I found this abstract:
"Abstract—The technical evolution of Wi-Fi networks has made it possible to attain very high speeds for delivering content to users. However multicast transmissions never received the same level of attention as unicast transmissions in the IEEE802.11n standard."
Now that I understand how multicast gets treated in 802.11 (the rate locking) it appears that multicast only really useful to wired networks. Well, unless all the clients on an AP are around the same rate of speed or there are enough clients on the AP to equal out the time it takes to send the packet at that fixed rate.
Soooooooooooooo, bummer. I kinda wanted to see "radio" done on a radio network. Oh well.
[...edit...]
It appears that some people are working on the problem:
HIMAC: High Throughput MAC Layer Multicasting in Wireless Networks
http://web.cse.ohio-state.edu/~prasun/publications/conf/mass06.pdf
So, I guess there is some hope.
I agree that multicast would be extremely useful in our network. Among other things, it's the natural way to implement a roundtable -- something most hams are already familiar with.
But as KG6JEI explained, WiFi has a serious problem with multicast -- at least for user traffic at any appreciable data rate. Radio channel quality can vary widely, and to adapt to this WiFi provides a wide range of physical data rates: not just different channel symbol rates but also different numbers of bits per symbol and different FEC code rates. The list of available modes (and the range of data rates) only increases with each new version of WiFi.
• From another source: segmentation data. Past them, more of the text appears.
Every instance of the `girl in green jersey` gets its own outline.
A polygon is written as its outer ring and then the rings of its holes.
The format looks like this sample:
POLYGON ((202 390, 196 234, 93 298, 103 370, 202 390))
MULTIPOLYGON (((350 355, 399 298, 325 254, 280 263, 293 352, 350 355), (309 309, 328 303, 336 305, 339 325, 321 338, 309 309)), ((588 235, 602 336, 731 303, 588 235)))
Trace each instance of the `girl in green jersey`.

Unicast (point-to-point) WiFi exchanges are acknowledged at the link level so they can adapt rather easily by picking, on a packet-by-packet basis, the fastest modulation/coding scheme supported by both ends and the channel quality. But multicasts are not acknowledged, so there's no easy way for the transmitter to know what data rate to use. The transmitter could use the lowest data rate it had previously used to send unicast traffic to anybody, but there may be newcomers on the channel. And besides, channel quality can continuously vary.
This is enough of a problem in regular WiFi networks that some access points (like mine from Engenius) implement "multicast optimization". The access point keeps a list of associated clients, so when it receives a multicast packet from the Ethernet for transmission over the WIFI interface it unicast a separate copy to each associated station. The usual unicast link mechanism then picks the optimum data rate for each client and ensures, with an ACK, that it got there.
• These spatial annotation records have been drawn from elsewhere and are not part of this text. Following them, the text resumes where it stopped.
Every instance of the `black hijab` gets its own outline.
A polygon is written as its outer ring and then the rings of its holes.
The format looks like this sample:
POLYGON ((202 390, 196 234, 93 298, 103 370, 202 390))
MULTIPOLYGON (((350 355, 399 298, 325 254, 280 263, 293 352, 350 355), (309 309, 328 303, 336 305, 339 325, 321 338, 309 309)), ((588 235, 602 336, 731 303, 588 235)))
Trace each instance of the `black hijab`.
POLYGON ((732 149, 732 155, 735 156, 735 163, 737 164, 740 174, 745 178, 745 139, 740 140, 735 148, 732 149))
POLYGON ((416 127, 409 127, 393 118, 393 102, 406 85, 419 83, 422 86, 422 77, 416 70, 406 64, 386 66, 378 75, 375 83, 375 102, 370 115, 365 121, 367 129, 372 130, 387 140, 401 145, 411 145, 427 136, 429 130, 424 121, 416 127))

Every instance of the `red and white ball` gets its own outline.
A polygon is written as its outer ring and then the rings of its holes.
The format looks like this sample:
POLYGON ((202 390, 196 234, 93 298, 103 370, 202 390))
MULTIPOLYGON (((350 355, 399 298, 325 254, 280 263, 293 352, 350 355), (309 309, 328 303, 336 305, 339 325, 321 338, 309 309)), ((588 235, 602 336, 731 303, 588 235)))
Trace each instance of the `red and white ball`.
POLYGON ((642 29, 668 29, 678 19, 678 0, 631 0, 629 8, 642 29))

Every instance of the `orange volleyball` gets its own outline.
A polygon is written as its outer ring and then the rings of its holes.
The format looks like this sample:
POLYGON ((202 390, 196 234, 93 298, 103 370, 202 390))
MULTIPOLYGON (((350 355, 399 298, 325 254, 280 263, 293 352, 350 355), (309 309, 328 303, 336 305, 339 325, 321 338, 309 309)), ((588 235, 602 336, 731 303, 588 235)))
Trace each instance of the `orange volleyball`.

This may seem inefficient, but let's say your access point has only a half dozen associated stations, all of which can receive 54 Mb/s. All six unicasts will still take only about 11% of the time it would have taken to send a single multicast at 1 Mb/s, the lowest 802.11 data rate (not counting channel turnaround and ACK overhead).
The access point can further optimize things by snooping on IGMP (Internet Group Management Protocol) and sending the unicast copies only to clients that indicate membership in the group. (This is already common practice on many access points and Ethernet switches.)
The fact that many access points already implement features like this, plus the fact that they're only really doable in access point mode (aka "managed" or "base station" mode) makes me think that we should seriously reconsider the current use of "ad-hoc" mode in the mesh network. I can think of several other important benefits this may provide, and it's something that should be experimented with.